Senior people in the banks had to put these schemes in place. They had to know that the changes they were urging on customers would harm those customers and benefit the banks – that, after all, was the whole point.
Those customers had to be kept in the dark otherwise why on earth would they give up a low-interest mortgage for a more expensive product?
Loss to another
The Criminal Law (Theft and Fraud Offences) Act 2001 says: “A person who dishonestly, with the intention of making a gain for himself or herself or another, or of causing loss to another by any deception, induces another to do or refrain from doing an act, is guilty of an offence.”
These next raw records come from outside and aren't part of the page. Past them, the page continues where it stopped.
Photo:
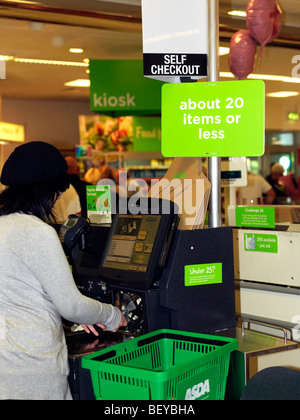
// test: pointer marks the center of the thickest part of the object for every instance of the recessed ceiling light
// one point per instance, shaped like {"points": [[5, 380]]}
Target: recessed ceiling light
{"points": [[282, 94], [76, 50], [78, 83], [224, 50], [239, 13]]}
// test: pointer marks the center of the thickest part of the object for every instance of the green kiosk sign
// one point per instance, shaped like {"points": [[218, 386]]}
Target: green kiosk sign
{"points": [[213, 119], [120, 86]]}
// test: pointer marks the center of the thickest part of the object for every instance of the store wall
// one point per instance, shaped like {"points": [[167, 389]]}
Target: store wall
{"points": [[55, 122]]}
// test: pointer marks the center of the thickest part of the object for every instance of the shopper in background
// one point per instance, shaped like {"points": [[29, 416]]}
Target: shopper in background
{"points": [[66, 204], [36, 284], [273, 179], [78, 184], [257, 191]]}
Is there not a very strong prima facie case that very senior people in the banks deceived other people (their customers) to take an action (changing their mortgages) with the intention of making a gain for others (the bank) and a loss for those customers?
And where are the cops? From the evidence of Lane and his colleagues last week, it would seem they are nowhere much.
The Central Bank doesn’t just have the power to call in the Garda when it suspects that criminal offences have been committed – it has a statutory duty to do so.
Asked by Seán Sherlock "has the bank referred or reported to the Garda any aspect of its examination of tracker mortgages?", Lane referred the question to Derville Rowland, the Central Bank's head of enforcement, who said "I met the Garda to discuss trackers, and I have opened a dialogue with it. We discussed this in general terms. As our investigations proceed and progress, we will keep that under constant review, and we will make those reports where the issue arises. We have regular engagement with the Garda."
But the bottom line? “No reports [of suspected criminality] have been made to date.”
Dialogue
Nobody doubts the good faith of Lane or Rowland or any of their colleagues who are obviously serious about getting redress for bank customers ripped off in this scandal.
But, equally, is there anybody who would risk as much as a fiver on a bet that the “dialogue” that has opened with the Garda on this massive scam will result in criminal prosecutions?
Given that the Central Bank has known about the existence of this systematic deception of customers since at least 2010; given that in that year it issued a letter to the banks warning “that violations would be subject to enforcement”; given that after seven years not a single report of criminality has been made by the Central Bank; and given that this whole thing is still being talked about as a “failure”; you’d be better off buying a Lotto ticket.
So, yes, of course the Garda needs radical reform. But so does our idea of crime.